V-STaR operates on the insight that incorrect solutions, much like correct ones, contain valuable data points for model refinement. To capitalize on this concept, the framework employs Dual Policy Optimization (DPO) as its core, training both a generator model on correct solutions and a verifier model on all generated solutions, tagged with their correctness.

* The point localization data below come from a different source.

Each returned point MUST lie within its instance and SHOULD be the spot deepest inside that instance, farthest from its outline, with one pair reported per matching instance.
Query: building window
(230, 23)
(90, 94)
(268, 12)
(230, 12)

In V-STaR's iterative process, the generator model proposes solutions for a given problem, from which the verifier model learns by comparing correct solutions against incorrect ones. This comparison not only enriches the training data but also evolves the verifier's capability to discern solution accuracy more finely. The paper underscores the effectiveness of DPO over other verification approaches by demonstrating stronger numerical results in terms of verifier performance.

Empirical Analysis

The paper presents empirical validation of V-STaR's efficacy across several benchmarks, reporting improvements ranging from 4% to 17% in test accuracy over existing self-improvement and verification methods on tasks related to code generation and math reasoning. This uplift is attributed to V-STaR's dual mechanism which not only enhances the generative model but also refines the verifier by incorporating insights drawn from incorrect solutions. Additionally, models fine-tuned with V-STaR are observed to rival or even surpass larger models in performance, indicating significant efficiency gains.

Implications

From a theoretical perspective, V-STaR's approach prompts a reevaluation of error-handling in LLM training, suggesting that incorrect outputs, when used judiciously, can substantially contribute to model improvement. Practically, the framework offers a scalable and efficient method for enhancing LLMs' reasoning abilities without the need for extensive new datasets, but rather by extracting more value from existing data through nuanced verification.

Future Directions

The paper posits several avenues for future research stemming from V-STaR's findings. One such direction is the exploration of V-STaR's applicability across a wider spectrum of tasks, particularly those where correctness verification is challenging but possible. Another is the refinement of the DPO mechanism to further harness the instructional value of incorrect solutions. Additionally, examining the impact of V-STaR in a multi-modal context, where reasoning extends beyond text to include visual or auditory data, presents a promising frontier.

In sum, V-STaR introduces a compelling enhancement to the self-improvement paradigm for LLMs, leveraging the unexploited potential of incorrect solutions through an iterative verification mechanism. Its success heralds a nuanced approach to model training, with implications that stretch across the theoretical and practical realms of AI research.